The humble house is the headquarters of the Reel Gardening network, which winds its way across South Africa, with representatives in nearly every province.

They tell communities, retailers and corporates about their biodegradable paper strips, or reels, which contain seeds, nutrients and organic fertiliser.

These strips can even be planted in the poorest-quality soil. Diagrams explain how to make a furrow and how deep to plant a strip.

Once planted, all that’s needed is sunlight and the right amount of water. The social entrepreneur explains that in our drought-stricken land, “the strips use 80% less water than sowing conventional seeds in gardens, because they absorb most of the water and indicate where watering is needed”.

This is no thumb-suck figure – after winning a gold medal at the 2002 Eskom Expo for Young Scientists, Reid conducted a series of water tests with the University of Pretoria.

It resulted in her winning the department of water affairs’ SA Junior Water Prize in 2003. In the same year, she received the International Stockholm Junior Water Prize. She also won the UN Environmental SEED Award.

But the level-headed architectural student didn’t rest on her laurels, and continued to experiment with and develop her seed-containing paper strip.

In 2009, she secured a start-up loan from Anglo American’s Zimele initiative to enable Reel Gardening to develop her idea into a commercially viable product.

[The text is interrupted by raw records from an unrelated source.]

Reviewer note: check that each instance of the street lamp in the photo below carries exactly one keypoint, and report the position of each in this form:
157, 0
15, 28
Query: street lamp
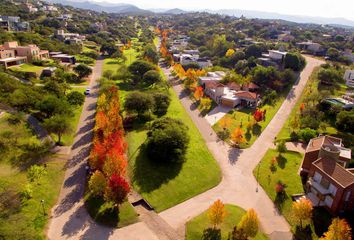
42, 203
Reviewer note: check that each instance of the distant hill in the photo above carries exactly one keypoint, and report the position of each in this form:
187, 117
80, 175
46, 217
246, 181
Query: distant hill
121, 8
293, 18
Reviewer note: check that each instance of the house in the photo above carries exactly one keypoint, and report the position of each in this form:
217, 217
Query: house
31, 52
12, 23
8, 58
314, 48
349, 78
329, 182
64, 58
69, 38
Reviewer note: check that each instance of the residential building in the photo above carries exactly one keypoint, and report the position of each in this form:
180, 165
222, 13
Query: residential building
314, 48
8, 58
349, 78
31, 52
329, 182
69, 38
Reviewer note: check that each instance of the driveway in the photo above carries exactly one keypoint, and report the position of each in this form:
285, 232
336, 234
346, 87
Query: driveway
238, 185
216, 114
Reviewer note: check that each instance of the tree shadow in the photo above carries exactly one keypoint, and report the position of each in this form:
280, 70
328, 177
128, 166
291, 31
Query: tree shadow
281, 160
211, 234
304, 233
149, 175
256, 129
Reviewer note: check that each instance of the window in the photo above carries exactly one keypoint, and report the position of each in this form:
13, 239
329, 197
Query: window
317, 177
324, 183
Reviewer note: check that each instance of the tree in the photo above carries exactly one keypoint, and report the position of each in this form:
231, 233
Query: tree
198, 93
139, 68
97, 183
302, 210
281, 147
294, 61
167, 140
82, 70
237, 136
151, 77
117, 189
249, 223
138, 102
35, 173
216, 213
238, 234
162, 102
338, 230
345, 121
58, 124
75, 98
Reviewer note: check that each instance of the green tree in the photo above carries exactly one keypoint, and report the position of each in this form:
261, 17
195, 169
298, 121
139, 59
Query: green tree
75, 98
82, 70
167, 140
138, 102
57, 124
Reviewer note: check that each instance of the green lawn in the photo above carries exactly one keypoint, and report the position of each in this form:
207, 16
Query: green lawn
165, 186
68, 138
286, 171
27, 67
242, 117
20, 218
197, 225
103, 212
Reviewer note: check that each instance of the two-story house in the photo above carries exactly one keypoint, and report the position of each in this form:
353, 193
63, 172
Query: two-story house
329, 182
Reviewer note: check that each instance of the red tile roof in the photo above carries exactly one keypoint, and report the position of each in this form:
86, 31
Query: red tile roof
335, 171
246, 94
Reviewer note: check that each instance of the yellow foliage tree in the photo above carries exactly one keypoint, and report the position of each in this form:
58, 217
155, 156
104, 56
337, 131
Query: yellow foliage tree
237, 136
216, 213
249, 223
302, 210
338, 230
229, 52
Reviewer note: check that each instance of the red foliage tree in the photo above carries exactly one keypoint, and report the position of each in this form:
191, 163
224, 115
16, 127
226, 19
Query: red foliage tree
117, 189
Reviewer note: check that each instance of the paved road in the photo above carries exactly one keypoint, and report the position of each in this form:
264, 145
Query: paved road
238, 185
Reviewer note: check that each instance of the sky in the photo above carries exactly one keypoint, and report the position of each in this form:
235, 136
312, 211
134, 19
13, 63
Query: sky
321, 8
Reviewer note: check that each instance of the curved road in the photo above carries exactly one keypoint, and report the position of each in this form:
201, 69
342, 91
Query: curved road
69, 219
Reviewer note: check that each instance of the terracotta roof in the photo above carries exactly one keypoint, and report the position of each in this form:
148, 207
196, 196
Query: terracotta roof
251, 86
335, 171
316, 143
234, 86
246, 94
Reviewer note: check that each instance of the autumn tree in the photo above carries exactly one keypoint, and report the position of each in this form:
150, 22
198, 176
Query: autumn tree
237, 136
302, 210
198, 93
97, 183
249, 223
117, 189
338, 230
216, 213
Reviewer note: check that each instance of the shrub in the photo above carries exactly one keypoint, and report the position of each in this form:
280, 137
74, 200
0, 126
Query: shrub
307, 134
167, 140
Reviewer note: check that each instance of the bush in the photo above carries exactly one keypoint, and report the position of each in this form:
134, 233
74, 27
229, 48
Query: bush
75, 98
167, 140
307, 134
162, 102
151, 77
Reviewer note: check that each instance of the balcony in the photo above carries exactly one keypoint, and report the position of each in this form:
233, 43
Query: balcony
318, 186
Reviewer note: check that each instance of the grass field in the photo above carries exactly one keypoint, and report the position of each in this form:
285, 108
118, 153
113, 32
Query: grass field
20, 218
242, 117
165, 186
286, 170
197, 225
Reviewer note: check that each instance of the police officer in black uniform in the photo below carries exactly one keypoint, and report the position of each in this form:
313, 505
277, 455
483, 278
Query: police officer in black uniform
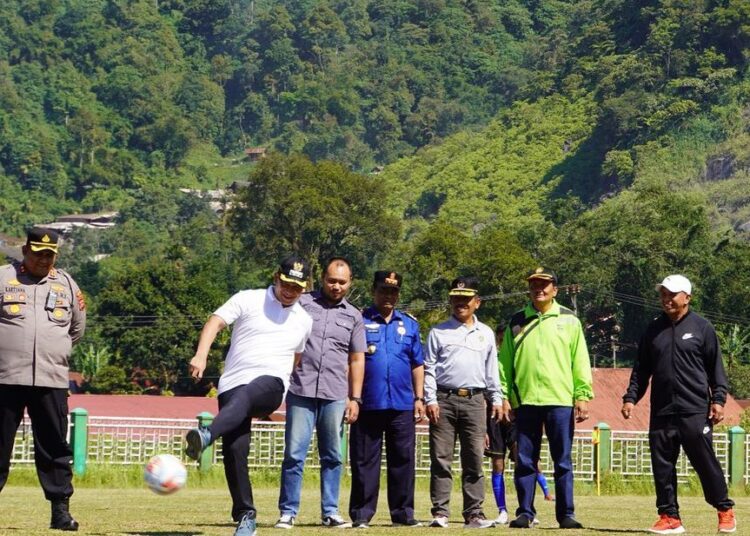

It opened its doors for business in 2010, the same year in which Reid obtained her master’s degree in architecture from the University of Pretoria.

Her aim is for poor people and rural communities to grow their own food and then create their own businesses by selling the surplus food.

She’s hugely conscious of the need for job creation in South Africa, which is why she specifically developed a handmade manufacturing process for the reels and hired unemployed mothers to make them. 
“We market our products to retail and corporate clients, but the heart of our business lies in developing community gardens throughout South Africa,” she says. 

It’s why she developed Garden in a Box, which contains a 200m reel of all kinds of vegetable seeds.
“The box’s reels can be made by one woman in a day and feed at least 100 children when the contents are harvested,” says Reid.

The box won the inaugural SAB Foundation Social Innovation Award in 2011. Her focus is a sustainable social enterprise geared for scale, “and we’re well on the way to achieving that”.

“Globally, we’re living in a charity-fatigued society. For social enterprise to succeed, we need to create wealth ourselves.”

She’s going to sell the product internationally, starting this year in Dubai before moving into Germany, Canada and Japan.

“A percentage of all sales from those markets will go to donating Reel Gardens in South Africa,” she says.

It was the teenager’s frustration at being unable to grow vegetables in the family’s garden in Parkhurst “to make pocket money” that led to her creating a seed strip from newspaper.

She encased the seeds in a paste made from flour and liquid fertiliser and entered the 2002 Eskom Expo because she wanted to gain extra marks for her Grade 10 St Teresa’s School science project in Rosebank.

The public response was overwhelming. 

The multitude of awards that this determined social entrepreneur has won are too numerous to list here.

She has other ventures in mind too, and says “exciting research and development is being done”. 

But with a six-month-old baby, she’s aware that she needs to ground herself, as well as her seeds, to continue to flourish.

The little black book

BUSINESS TIPYou don’t need a business degree, and sometimes you’re better off without one. It means you can solve problems in your own unique way.

MENTORTracey Webster, CEO of Enterpriseroom. We talk a lot. My first mentor was the CEO of the architectural firm I worked for.

FAVOURITE BOOK:The Little Prince by Antoine de Saint-Exupéry. Its central message is about not comparing yourself to others.

INSPIRATION: The millions of South African women who are the breadwinners while they raise their own children without help.

WOW! MOMENTRealising that many of my visions have become reality. The universe does deliver what you put out to it.

LIFE LESSON: Understanding how and when to say no. If you say yes to everything, there’s little left to replenish your core being.